Academics University

Looking and Listening

President Julio Frenk spends his first day talking with students and parents as he visited several areas of the Gables campus.
Looking and Listening

Frantzie Jeannot stood outside the entrance to the University of Miami's Hecht Residential College on Monday when a golf cart rumbled up and came to a stop only a few feet from where she stood.

Jeannot, a first year student fellow at Hecht, immediately recognized one of the cart's three occupants and needed no introduction.

"Settling in?" she asked the bespectacled gentleman in the dark suit.

"Yes," he said. "This is my first day."

And with that, physician and former Harvard dean Julio Frenk continued his first-day itinerary as UM's sixth president, walking into the Hecht lobby to meet more of the students who are now part of a new era of leadership.

"It's going to be exciting to see what he does for UM," Jeannot said.

Frenk was first introduced to the UM community at a press conference in April, and since then, anticipation has steadily been building over his arrival. By Monday he was totally immersed in the Miami Hurricane culture.

Inside the Hecht lobby, Frenk greeted some of the parents who were on campus to help their sons and daughters check into the residential colleges, as another academic year gets underway.

"Good luck in your new job," one parent shouted to Frenk.

As Frenk, escorted by Vice President for Student Affairs Patricia Whitely, walked to nearby Stanford Residential College, he paused for about five minutes to watch – and listen – to the UM Band of the Hour percussion section practicing on the intramural field.

He then walked into Stanford amid applause, courtesy of students working the front desk lobby. Standing nearby was Donald Dremluk, who was in town from Alexandria, Virginia, to help his daughter, Kate, a freshman, check in. "It's wonderful to see he's so engaging with students," said Dremluk. "This kind of interaction is wonderful."

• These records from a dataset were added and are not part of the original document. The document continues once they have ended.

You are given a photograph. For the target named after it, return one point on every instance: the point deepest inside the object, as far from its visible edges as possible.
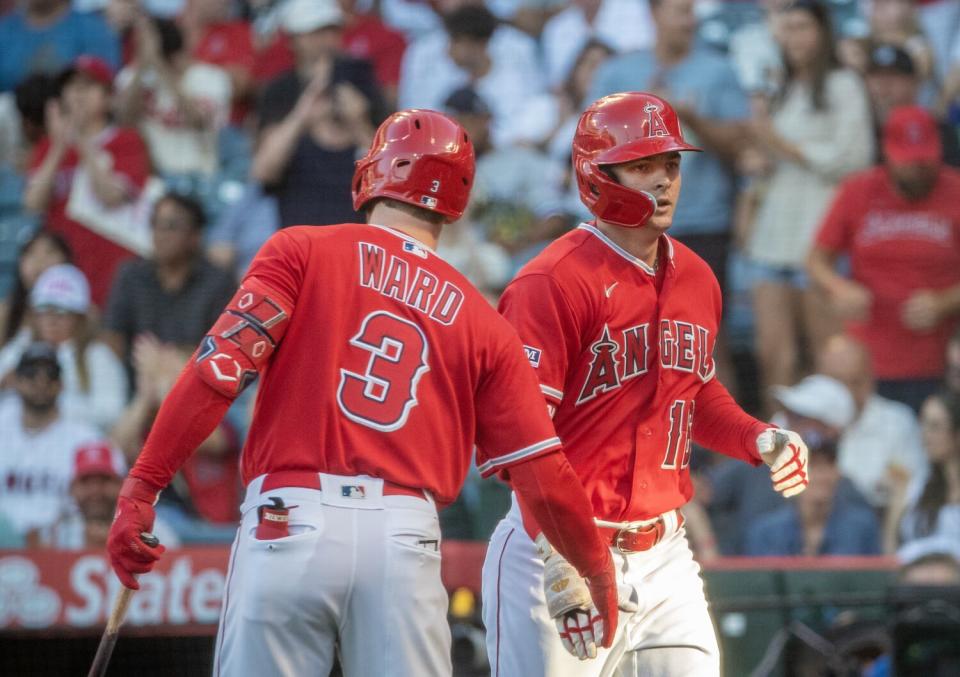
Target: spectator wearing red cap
(98, 472)
(86, 171)
(899, 223)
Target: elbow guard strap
(237, 348)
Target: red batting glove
(129, 555)
(604, 593)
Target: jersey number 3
(383, 395)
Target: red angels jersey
(622, 355)
(392, 366)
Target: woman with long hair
(43, 250)
(815, 130)
(94, 380)
(930, 504)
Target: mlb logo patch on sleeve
(533, 354)
(415, 249)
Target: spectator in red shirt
(899, 223)
(212, 37)
(114, 161)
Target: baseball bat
(119, 612)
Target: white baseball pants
(359, 574)
(671, 635)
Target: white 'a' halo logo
(655, 124)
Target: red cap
(912, 136)
(98, 458)
(94, 68)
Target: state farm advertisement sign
(42, 589)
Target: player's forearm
(189, 414)
(552, 492)
(721, 425)
(820, 266)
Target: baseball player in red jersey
(619, 321)
(379, 367)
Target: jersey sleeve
(548, 328)
(512, 421)
(834, 232)
(281, 265)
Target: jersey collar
(596, 232)
(404, 236)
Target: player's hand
(786, 454)
(922, 311)
(851, 301)
(129, 555)
(585, 611)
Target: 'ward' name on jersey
(684, 346)
(418, 288)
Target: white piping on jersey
(623, 252)
(404, 236)
(552, 392)
(532, 450)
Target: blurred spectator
(892, 82)
(570, 100)
(498, 61)
(815, 522)
(900, 226)
(214, 38)
(87, 175)
(42, 251)
(178, 104)
(930, 504)
(624, 25)
(755, 53)
(176, 295)
(930, 561)
(208, 486)
(98, 472)
(46, 36)
(940, 20)
(94, 383)
(365, 36)
(36, 457)
(818, 407)
(516, 198)
(32, 96)
(702, 87)
(882, 447)
(239, 232)
(951, 378)
(816, 131)
(314, 120)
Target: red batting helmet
(615, 129)
(420, 157)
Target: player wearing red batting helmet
(619, 321)
(381, 369)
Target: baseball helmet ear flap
(419, 157)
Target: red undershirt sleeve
(722, 426)
(189, 414)
(552, 493)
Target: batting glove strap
(786, 454)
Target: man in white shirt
(883, 444)
(36, 456)
(500, 62)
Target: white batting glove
(569, 603)
(786, 454)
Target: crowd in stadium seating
(147, 149)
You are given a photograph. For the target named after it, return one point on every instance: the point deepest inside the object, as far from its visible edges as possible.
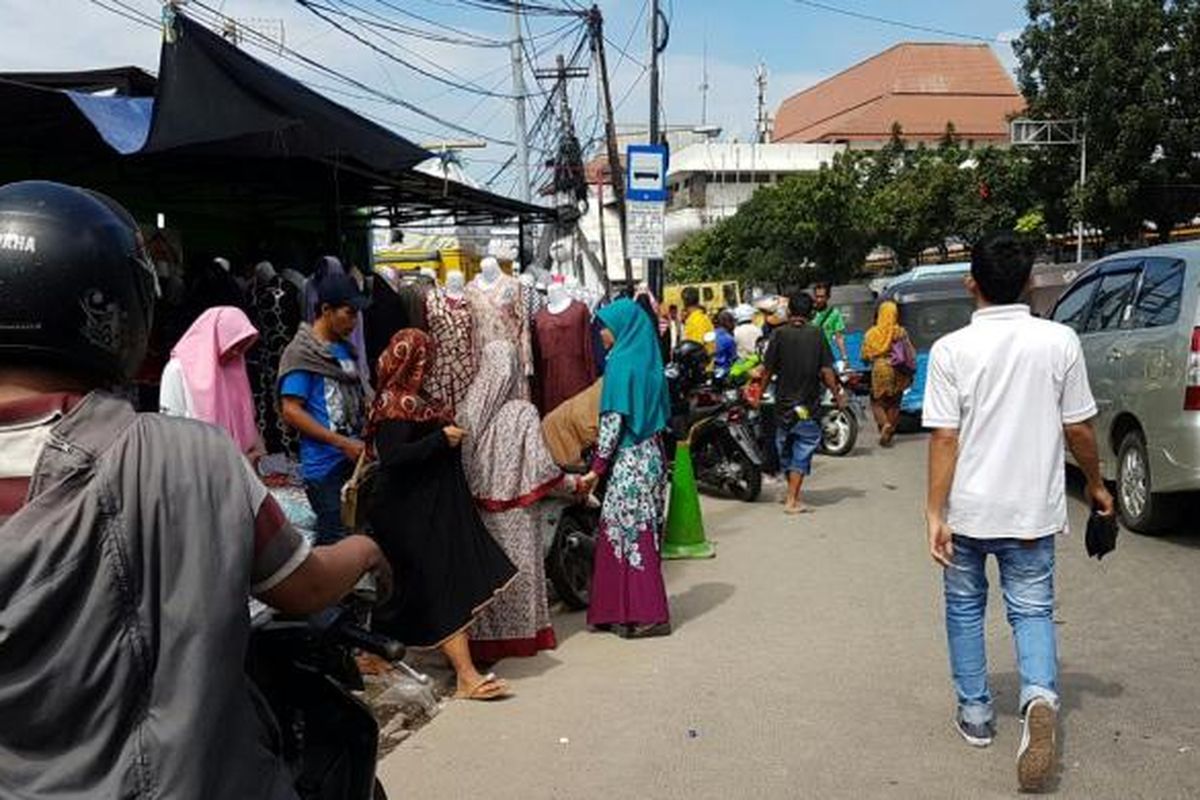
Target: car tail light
(1192, 400)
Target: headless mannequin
(455, 284)
(557, 299)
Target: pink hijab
(215, 373)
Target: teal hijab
(634, 385)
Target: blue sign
(646, 173)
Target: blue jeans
(1026, 576)
(797, 444)
(325, 498)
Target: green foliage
(1128, 68)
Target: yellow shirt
(696, 328)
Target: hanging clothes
(457, 361)
(499, 314)
(277, 310)
(563, 364)
(509, 470)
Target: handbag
(357, 493)
(903, 355)
(1102, 535)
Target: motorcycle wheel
(839, 432)
(748, 483)
(570, 559)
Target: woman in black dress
(448, 566)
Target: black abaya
(447, 565)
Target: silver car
(1138, 317)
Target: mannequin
(563, 346)
(490, 271)
(454, 334)
(557, 299)
(455, 284)
(499, 312)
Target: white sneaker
(1037, 755)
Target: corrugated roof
(919, 85)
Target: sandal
(490, 689)
(646, 631)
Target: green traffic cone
(685, 525)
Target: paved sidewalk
(809, 661)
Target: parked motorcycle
(712, 415)
(569, 531)
(306, 673)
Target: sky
(799, 41)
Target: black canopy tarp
(226, 144)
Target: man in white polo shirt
(1003, 395)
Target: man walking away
(1003, 396)
(696, 324)
(799, 356)
(829, 320)
(323, 397)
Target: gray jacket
(123, 617)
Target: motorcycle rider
(129, 542)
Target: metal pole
(519, 95)
(1083, 182)
(616, 175)
(654, 266)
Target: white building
(709, 181)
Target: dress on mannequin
(498, 311)
(453, 332)
(563, 344)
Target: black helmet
(693, 360)
(78, 288)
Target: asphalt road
(809, 661)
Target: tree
(1128, 68)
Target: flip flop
(480, 692)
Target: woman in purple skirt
(628, 594)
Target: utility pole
(519, 95)
(595, 24)
(658, 43)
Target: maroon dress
(564, 364)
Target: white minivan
(1138, 317)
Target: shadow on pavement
(699, 600)
(821, 498)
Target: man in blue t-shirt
(323, 397)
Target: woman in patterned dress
(509, 469)
(628, 593)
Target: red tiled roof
(921, 86)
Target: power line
(317, 10)
(897, 23)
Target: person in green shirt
(829, 320)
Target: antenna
(762, 119)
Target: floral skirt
(517, 623)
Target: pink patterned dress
(457, 356)
(499, 314)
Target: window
(1073, 306)
(1162, 288)
(1111, 301)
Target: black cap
(341, 290)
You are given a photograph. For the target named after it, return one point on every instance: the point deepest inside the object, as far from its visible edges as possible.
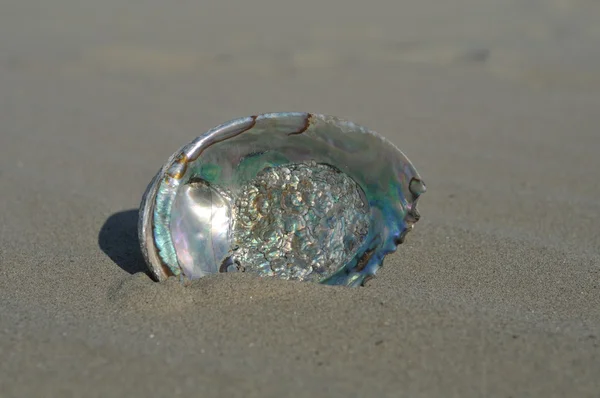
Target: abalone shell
(290, 195)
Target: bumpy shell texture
(289, 195)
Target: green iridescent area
(289, 195)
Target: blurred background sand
(494, 294)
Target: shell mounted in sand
(289, 195)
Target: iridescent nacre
(289, 195)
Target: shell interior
(292, 195)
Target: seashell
(290, 195)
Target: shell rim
(192, 150)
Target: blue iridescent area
(193, 209)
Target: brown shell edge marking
(304, 127)
(183, 160)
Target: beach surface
(495, 293)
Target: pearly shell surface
(290, 195)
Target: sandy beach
(496, 292)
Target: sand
(496, 292)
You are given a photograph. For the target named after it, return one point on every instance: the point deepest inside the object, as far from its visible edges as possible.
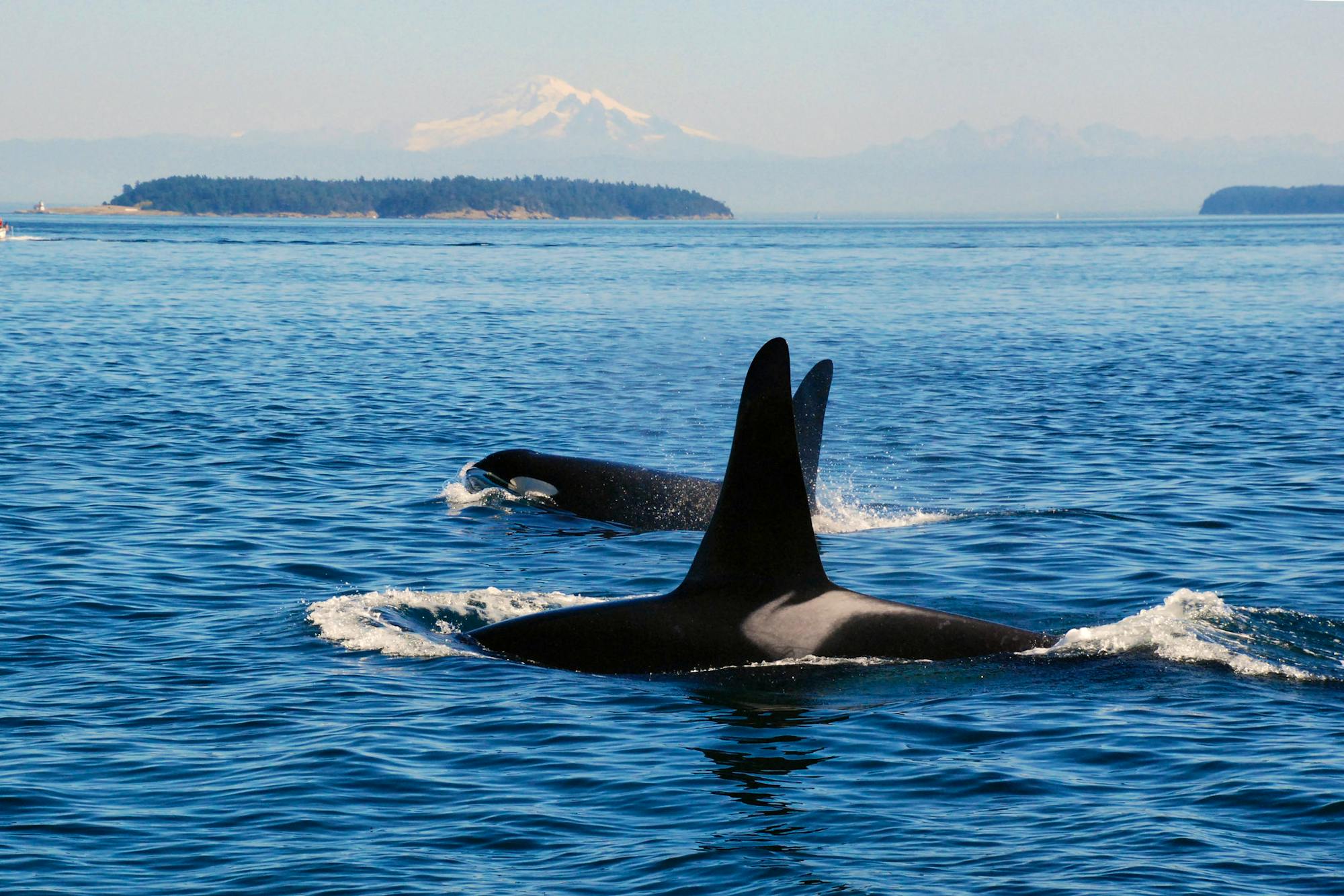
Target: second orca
(638, 496)
(757, 590)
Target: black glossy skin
(756, 590)
(626, 494)
(643, 498)
(683, 632)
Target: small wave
(1189, 627)
(400, 623)
(838, 514)
(460, 496)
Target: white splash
(357, 621)
(460, 496)
(837, 514)
(1182, 629)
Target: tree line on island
(400, 198)
(1323, 199)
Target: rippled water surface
(237, 558)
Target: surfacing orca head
(514, 471)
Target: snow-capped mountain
(549, 111)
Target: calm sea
(236, 557)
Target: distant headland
(472, 198)
(1276, 201)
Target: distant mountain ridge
(546, 109)
(548, 127)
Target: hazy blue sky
(798, 77)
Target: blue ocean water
(236, 557)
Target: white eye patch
(528, 486)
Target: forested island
(1276, 201)
(459, 197)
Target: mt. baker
(549, 111)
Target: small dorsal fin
(761, 531)
(810, 416)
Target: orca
(636, 496)
(757, 590)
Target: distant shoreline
(471, 214)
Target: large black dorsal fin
(761, 534)
(810, 416)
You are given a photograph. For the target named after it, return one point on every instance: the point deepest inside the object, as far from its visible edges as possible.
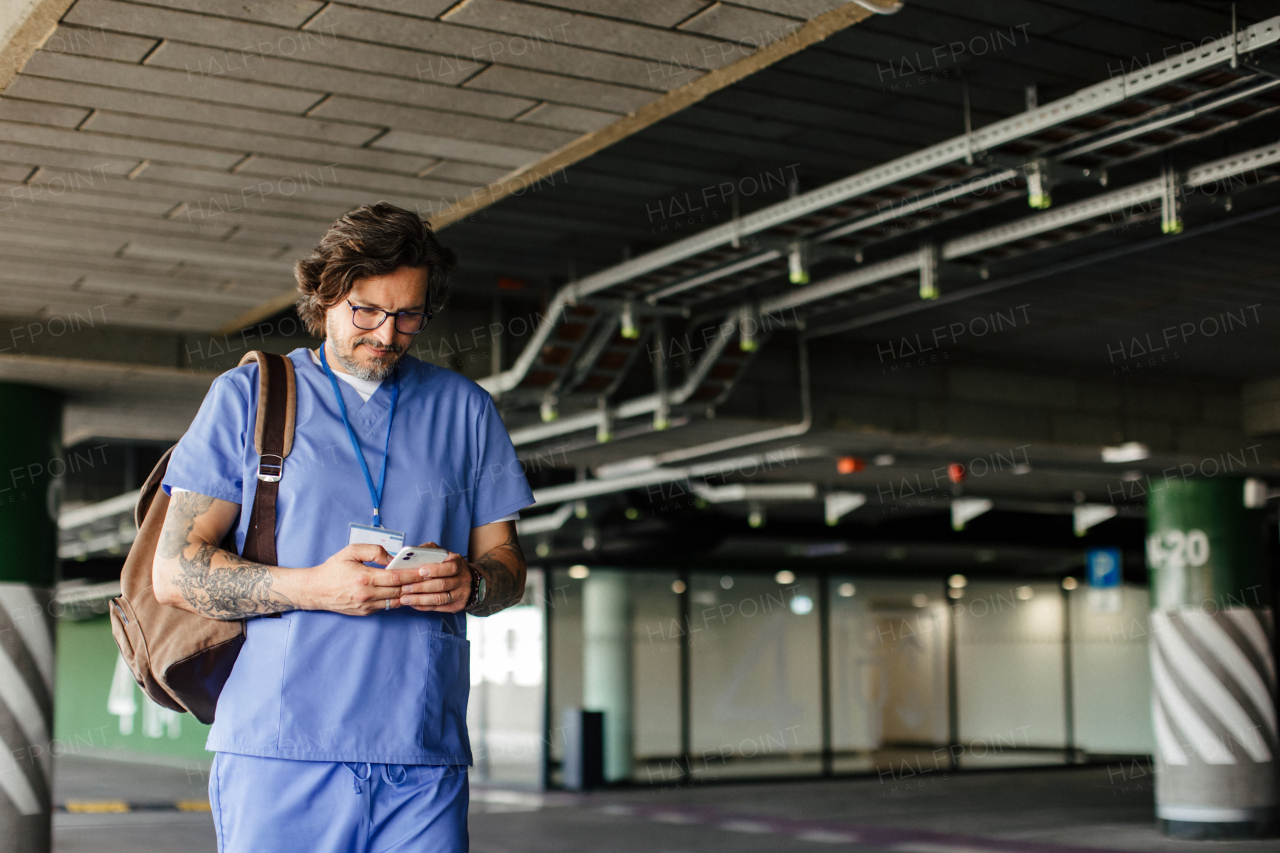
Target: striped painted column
(31, 468)
(1214, 678)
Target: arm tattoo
(231, 591)
(503, 582)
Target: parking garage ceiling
(146, 141)
(170, 159)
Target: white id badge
(365, 534)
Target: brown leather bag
(179, 658)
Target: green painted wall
(31, 455)
(82, 717)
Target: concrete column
(607, 664)
(1211, 657)
(31, 464)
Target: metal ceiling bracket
(1170, 200)
(928, 270)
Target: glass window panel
(656, 697)
(1009, 671)
(754, 666)
(566, 652)
(1110, 670)
(888, 673)
(504, 715)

Earlier in the day at the food court, Frenk met with about 20 program coordinators and orientation leaders, the group of students who help conduct UM Orientation, which this year has been themed Discover the U. Freddy Michaud, a biomedical engineering student, said he was impressed with Frenk's "inviting personality."

A meeting with University-wide student leaders at the Scott and Susan Fleischner Kornspan Study Lounge at the Shalala Student Center was Frenk's last stop of the day. He answered students' questions and spoke candidly with them, telling them a story about his late grandmother. "One of my many blessings in life is I had a grandmother who lived to be 106," Frenk told the students. He noted that she had a collection of "first times."

"Even at 100, she was still going to different places," Frenk said, noting that he has started his own collection of "first times," to which his many upcoming encounters at UM will be a part.